Film izlemeyi sever misiniz? Film sektörü, yaygınlaştığı ilk dönemden bugüne önemli değişimler geçirdi. Eğlence amaçlı ve Hollywood kökenli “modern, estetik, zengin” dünyanın resmi ile başlayan serüven, bugün çok ilginç yönlere uzandı. Eğitim döneminin sona erişi ile birlikte, deniz ve kum yanı sıra, sinema geceleri de gençlerin programlarına girdi. Yazın en önemli eğlence sektörü olan müzik dünyasından sonra, ikinci sırayı sinema alır.
Televizyonun yaygınlaşmasıyla ise film sektörünün büyük darbe aldığı bilinir. Bu darbe, uzun süre televizyonda film gösteriminin artırılmasıyla aşılmaya çalışıldı. Ama sonunda hakimiyeti, dizilere bıraktı –ki, daha ayrı bir incelemeyi hak eden ilginç bir dönüşümdür, dizi film hakimiyeti. Oysa sinema, bir dönem dünyada çok daha yaygındı. Camus bir romanında, hafta sonları sinema saatlerinde, insanların nasıl ortalıktan çekildiklerini şöyle anlatır: “Pazar günüydü… Galiba her yerde sinemalar tiyatrolar başlamıştı. Sokakta dükkancılardan, kedilerden başka kimse kalmamıştı… Çatıların üzerinde gökyüzü kızıllaştı ve ilk karartılarla birlikte, sokaklar da canlandı… Hemen o anda mahallenin sinemaları sokağa bir seyirci dalgası boşalttı.” (Albert Camus, Yabancı, Çev. Vedat Günyol, 33. Basım, Can Yayınları, İstanbul, 2010, s.29-30)
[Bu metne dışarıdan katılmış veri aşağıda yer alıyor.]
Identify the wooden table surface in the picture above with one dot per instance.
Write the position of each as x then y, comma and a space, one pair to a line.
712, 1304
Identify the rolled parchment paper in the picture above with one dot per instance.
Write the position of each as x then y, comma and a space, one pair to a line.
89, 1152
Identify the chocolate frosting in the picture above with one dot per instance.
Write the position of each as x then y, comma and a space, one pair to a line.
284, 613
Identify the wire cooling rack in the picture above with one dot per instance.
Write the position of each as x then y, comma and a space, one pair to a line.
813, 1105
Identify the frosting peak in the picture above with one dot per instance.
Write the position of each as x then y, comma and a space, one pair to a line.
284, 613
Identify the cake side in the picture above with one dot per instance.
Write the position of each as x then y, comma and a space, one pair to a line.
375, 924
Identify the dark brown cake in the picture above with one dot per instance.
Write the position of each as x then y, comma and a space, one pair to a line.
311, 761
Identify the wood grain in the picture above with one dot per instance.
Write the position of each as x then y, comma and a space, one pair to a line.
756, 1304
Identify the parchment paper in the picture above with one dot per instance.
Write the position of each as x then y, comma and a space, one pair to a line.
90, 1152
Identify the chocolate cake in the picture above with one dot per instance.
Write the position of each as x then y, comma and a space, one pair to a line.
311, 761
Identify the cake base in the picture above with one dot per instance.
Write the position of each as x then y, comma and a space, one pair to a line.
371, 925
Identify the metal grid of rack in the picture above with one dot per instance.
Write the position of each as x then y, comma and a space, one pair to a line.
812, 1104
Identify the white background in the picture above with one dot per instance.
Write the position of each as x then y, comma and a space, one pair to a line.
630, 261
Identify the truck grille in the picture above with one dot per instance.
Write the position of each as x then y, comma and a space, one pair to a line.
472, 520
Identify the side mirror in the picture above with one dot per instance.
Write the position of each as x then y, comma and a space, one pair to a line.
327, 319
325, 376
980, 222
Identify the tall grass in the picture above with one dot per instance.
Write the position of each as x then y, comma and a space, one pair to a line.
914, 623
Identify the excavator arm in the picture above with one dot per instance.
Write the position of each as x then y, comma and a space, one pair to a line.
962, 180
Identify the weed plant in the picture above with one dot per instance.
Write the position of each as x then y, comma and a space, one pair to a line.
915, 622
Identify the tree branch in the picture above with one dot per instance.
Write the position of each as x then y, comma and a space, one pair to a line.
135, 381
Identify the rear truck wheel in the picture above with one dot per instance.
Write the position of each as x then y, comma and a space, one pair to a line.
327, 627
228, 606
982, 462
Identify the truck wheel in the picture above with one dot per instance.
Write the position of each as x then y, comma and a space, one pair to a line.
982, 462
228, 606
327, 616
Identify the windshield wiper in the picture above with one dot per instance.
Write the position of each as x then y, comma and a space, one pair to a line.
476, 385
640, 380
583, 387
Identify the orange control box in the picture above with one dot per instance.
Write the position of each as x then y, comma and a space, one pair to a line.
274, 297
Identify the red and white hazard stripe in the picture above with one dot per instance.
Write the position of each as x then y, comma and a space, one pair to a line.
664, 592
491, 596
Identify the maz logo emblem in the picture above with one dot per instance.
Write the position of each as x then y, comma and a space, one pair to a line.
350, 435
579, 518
Bana sorarsanız, sinema, dramdır. Elbette yaşım da gözetildiğinde, gençlerin pek çoğunun hemen suratını ekşiteceği bu tarz, benim için “insani” olanın estetize sunumudur. Özellikle gençlerin bayıldıkları “komedi sineması”, benim için kabustur. İnadımı kırmak için izlemeye çabaladığım tüm filmler, bir kez daha bu gerçeğin altının çizilmesinden başka bir durağa varamamıştır. Ve kuşkusuz daha önemli ayrım ise “şiddet sineması”nda görülür. Bugünü anlamlandırmakta iyice zorlanan gençliğin, gelecekbilime duyduğu ilginin, “light” bir yansısı olan bilimkurgu filmleri de dahil olmak üzere, “şiddet sineması”nın yükselişi de benimle genç kuşakların arasını açtıkça açar.